I posted this puppy largely verbatim over on Fester’s Place, in response to his post on the difference between US and over developed nations health care costs.
There was an article in the NYTimes a few days ago; the guy who created the “South Beach Diet” turns out to have been a cardiologist for years before he created the SBD. He opened a practice after his books first came out, and in it his doctors and nurses actually spend a lot of time with patients, work with them on diet and exercise, in other words, those low cost things that help us stay healthy, statistically speaking. And in his practice, according to what he tells the Times, there is very little uncontrolled heart disease (he is claiming rate something like point three percent of his patients had a heart attack last year). And he finds that his practice loses money in a big way.

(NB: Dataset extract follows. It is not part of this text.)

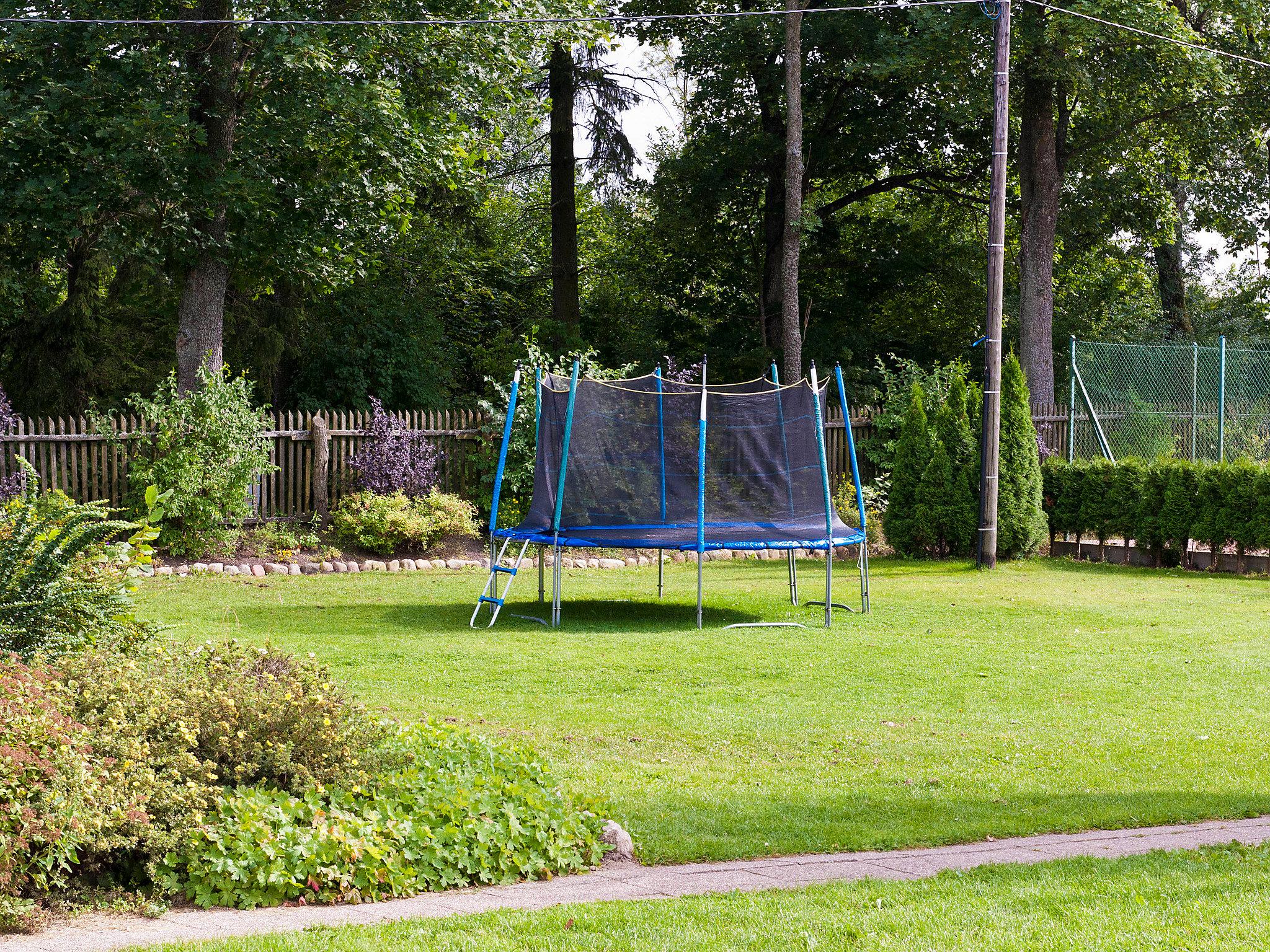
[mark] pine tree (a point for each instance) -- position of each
(1020, 521)
(953, 428)
(936, 514)
(912, 457)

Private medicine turns out to have little incentive to push preventative care. Your doctor makes a lot more money if he talks to you only for a moment and otherwise interacts with you through expensive tests, procedures and drugs. The people who do have the incentive to push preventative care, unfortunately, have no traditional role in health care: the government and your employer.

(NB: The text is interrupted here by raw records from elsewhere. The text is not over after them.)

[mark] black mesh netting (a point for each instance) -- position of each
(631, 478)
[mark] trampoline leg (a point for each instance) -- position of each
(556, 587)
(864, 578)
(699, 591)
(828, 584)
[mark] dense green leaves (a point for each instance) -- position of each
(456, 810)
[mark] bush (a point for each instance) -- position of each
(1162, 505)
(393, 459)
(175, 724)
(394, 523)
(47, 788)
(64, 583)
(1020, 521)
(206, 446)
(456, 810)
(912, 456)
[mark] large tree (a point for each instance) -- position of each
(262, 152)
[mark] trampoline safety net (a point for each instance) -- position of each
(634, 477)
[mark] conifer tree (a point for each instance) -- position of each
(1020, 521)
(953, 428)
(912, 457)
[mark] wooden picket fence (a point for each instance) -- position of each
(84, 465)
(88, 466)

Health insurance companies, to some extent, certainly do have an incentive for you to pay premiums and not submit claims. And the best preventative care program I ever saw was at Blue Cross (now Highmark) offered to employees when I worked there. But I suspect that Blue Cross and Aetna and UPMC and so on would be worried they would eventually have to reduce premiums if fewer claims were submitted.
I personally would like to see a candidate for City Council (hint, hint) incorporate these ideas into his platform; that city employees and retirees would be put on an aggressive wellness program, to reduce costs across the board. Not only would the city benefit, but it could serve as a showcase plan for what is possible.